The unit was built in 1970 at GE’s Erie manufacturing facility located in Lawrence Park, Pennsylvania, as Seaboard Coast Line as No. 1776. It was later renumbered 1813.

“The U36B is a very rare GE locomotive model and we are thankful for its inclusion in our collection,” said society President Ray Grabowski Jr. “Its earlier re-purposing as a training unit just enhances Lake Shore’s educational function. Look for it to continue to be used as a teaching tool here soon.”

The North East, Pennsylvania, museum has eight other GE locomotives and one Heisler in its collection.

Fabled EMD LaGrange Plant Facing Closure

February 6, 2018

Another Midwest locomotive factory may be about to build its last unit.

Progress Rail Services is considering closing the famed Electro Motive Diesel plant in LaGrange, Illinois, and shifting its work to a factory in Winston-Salem, North Carolina.

Some production of engine and locomotive components could be switched to outside suppliers.

“Progress Rail routinely reviews its strategic footprint and, as a result, is evaluating how to use its existing manufacturing space as efficiently as possible to remain a competitive supplier to the rail industry,” said Progress Rail owner Caterpillar in a statement.

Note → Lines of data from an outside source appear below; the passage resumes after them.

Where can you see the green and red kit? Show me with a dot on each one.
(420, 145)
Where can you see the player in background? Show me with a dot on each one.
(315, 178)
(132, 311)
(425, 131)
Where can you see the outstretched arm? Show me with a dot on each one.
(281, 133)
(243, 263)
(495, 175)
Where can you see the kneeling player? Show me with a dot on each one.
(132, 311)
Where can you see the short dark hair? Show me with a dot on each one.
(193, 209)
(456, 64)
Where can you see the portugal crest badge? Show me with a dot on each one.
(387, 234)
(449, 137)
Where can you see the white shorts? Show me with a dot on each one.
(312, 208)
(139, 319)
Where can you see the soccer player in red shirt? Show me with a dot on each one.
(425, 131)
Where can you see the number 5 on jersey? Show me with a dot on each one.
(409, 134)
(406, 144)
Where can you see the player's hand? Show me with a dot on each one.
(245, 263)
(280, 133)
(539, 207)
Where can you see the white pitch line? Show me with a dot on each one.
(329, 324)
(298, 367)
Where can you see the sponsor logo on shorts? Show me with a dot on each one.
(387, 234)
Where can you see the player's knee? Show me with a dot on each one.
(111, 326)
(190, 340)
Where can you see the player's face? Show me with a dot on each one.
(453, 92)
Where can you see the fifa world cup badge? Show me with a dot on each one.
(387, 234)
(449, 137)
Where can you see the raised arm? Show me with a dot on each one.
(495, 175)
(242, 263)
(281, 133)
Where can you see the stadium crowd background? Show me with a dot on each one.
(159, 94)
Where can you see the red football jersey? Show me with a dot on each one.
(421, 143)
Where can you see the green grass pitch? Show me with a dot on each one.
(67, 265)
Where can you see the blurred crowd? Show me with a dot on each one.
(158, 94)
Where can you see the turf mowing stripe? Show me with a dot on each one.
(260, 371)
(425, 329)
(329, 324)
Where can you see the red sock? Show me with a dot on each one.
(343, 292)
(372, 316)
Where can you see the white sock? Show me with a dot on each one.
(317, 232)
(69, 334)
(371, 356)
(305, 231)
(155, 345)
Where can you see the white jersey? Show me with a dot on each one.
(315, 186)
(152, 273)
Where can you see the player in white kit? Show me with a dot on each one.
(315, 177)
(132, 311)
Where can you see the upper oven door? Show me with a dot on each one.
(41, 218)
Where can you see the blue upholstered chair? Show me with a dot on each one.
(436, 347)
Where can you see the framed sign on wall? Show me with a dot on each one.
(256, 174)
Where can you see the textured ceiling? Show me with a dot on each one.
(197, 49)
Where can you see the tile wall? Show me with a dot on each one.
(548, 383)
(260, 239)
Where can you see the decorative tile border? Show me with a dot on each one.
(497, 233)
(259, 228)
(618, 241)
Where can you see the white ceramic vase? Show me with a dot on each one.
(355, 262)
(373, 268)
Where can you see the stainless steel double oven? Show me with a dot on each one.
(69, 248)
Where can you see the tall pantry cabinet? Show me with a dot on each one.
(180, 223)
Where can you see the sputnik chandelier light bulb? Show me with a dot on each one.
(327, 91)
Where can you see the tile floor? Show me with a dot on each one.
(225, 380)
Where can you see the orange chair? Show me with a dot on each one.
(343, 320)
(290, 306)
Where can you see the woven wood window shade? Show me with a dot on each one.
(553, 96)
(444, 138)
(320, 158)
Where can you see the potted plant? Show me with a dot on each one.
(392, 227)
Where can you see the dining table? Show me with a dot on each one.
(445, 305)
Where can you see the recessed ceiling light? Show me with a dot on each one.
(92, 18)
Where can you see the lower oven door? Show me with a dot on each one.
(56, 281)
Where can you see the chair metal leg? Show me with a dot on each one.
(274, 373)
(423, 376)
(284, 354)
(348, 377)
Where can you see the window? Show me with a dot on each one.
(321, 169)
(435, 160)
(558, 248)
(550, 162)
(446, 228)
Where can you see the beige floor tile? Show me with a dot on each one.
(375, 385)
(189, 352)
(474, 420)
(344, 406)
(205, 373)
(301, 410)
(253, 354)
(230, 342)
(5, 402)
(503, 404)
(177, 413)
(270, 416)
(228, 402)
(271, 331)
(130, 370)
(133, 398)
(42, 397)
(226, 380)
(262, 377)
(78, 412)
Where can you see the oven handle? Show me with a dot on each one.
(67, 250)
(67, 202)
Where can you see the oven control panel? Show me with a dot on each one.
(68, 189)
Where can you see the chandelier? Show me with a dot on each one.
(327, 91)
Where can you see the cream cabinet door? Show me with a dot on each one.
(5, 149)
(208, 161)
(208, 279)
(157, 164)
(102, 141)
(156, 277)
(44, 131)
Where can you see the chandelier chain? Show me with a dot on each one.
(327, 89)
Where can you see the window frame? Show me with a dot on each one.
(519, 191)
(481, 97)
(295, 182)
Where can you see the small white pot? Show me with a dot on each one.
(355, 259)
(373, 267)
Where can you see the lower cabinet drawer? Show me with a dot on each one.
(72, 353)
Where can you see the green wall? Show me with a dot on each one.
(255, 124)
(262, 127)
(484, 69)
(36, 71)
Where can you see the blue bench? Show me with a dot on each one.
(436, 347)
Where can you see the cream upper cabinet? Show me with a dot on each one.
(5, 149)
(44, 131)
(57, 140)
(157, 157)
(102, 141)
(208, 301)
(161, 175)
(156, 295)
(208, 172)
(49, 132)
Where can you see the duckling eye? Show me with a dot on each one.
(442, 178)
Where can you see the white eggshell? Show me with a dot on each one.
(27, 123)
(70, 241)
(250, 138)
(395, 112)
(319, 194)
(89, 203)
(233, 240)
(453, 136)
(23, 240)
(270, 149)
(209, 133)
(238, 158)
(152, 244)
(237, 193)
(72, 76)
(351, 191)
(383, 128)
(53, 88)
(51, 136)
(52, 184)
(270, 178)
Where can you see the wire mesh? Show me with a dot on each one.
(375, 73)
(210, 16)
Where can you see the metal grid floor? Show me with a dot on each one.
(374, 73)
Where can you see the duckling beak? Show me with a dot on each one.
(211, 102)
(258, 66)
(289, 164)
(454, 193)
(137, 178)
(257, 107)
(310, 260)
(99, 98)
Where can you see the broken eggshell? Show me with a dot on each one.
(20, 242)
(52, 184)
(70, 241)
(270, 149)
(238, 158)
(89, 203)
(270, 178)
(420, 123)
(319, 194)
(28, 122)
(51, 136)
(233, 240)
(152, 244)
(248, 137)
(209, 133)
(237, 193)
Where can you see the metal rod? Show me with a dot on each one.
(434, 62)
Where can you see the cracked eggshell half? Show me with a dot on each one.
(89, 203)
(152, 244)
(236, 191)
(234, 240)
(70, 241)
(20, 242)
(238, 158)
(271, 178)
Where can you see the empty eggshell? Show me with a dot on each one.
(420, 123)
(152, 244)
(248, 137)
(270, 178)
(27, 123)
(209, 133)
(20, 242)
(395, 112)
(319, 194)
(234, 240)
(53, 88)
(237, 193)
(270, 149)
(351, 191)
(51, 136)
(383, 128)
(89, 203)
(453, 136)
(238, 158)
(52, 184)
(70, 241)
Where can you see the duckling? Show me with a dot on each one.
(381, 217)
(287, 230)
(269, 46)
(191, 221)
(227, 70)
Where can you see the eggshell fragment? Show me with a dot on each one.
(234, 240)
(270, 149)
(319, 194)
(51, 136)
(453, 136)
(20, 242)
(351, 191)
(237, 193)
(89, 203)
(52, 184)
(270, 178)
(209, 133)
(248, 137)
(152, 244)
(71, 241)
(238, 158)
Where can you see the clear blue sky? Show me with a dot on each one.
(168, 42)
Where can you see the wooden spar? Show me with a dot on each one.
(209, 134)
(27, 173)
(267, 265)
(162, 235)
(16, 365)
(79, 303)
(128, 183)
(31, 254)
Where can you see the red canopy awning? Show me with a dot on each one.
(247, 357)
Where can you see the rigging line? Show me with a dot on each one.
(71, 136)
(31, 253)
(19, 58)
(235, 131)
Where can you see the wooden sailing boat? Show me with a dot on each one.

Caterpillar has been undertaking a global restructuring that has reduced employment at its many factories.

EMD has a locomotive assembly plant in Muncie, Indiana, and facilities in Brazil and Mexico.

The EMD business traces its history to the 1922 founding in Cleveland by Harold Hamilton and Paul Turner of Electro-Motive Engineering Corporation

It was later renamed Electro-Motive Company and opened a plant in McCook, Illinois.

However, the factory’s mailing address was LaGrange and for decades the facility has been known as “LaGrange.”

It was there that bulldog-nose F series locomotives were created along with other notable locomotive models.

General Motors bought EMC in 1941 and renamed it the Electro-Motive Division of GM.

It was sold to Greenbriar Equity and Berkshire Partners in 2005 and acquired by Progress Rail in 2010.

Last year  General Electric announced plans to shift locomotive assembling from its plant in Lawrence Park, Pennsylvania, near Erie to a newer facility in Fort Worth, Texas.

GE has since said it is seeking to sell its transportation division.

Caterpillar has not said when the LaGrange plant might be closed.

Restored C&O Diesel Arrives at Museum

June 16, 2017

A restored Chespeake & Ohio diesel locomotive painted in the Chessie System livery arrived this week at the Lake Shore Railway Museum in North East, Pennsylvania.

The GE-built B30-7 locomotive was donated by CSX and painted into Chessie colors by the locomotive shop in Huntington, West Virginia.

Built at the GE locomotive assembly plant in Erie in 1980 as C&O No. 8272, the locomotive had been retired by CSX in 2009 as No. 5554.

The museum has seven GE-built locomotives in its collection.

Before being moved to the museum, No. 8272 was displayed at the GE complex in Lawrence Park in a private display.

The factory along with the B&O Railroad Museum in Baltimore assisted in the restoration by providing paint records, logo/lettering information and paint chips.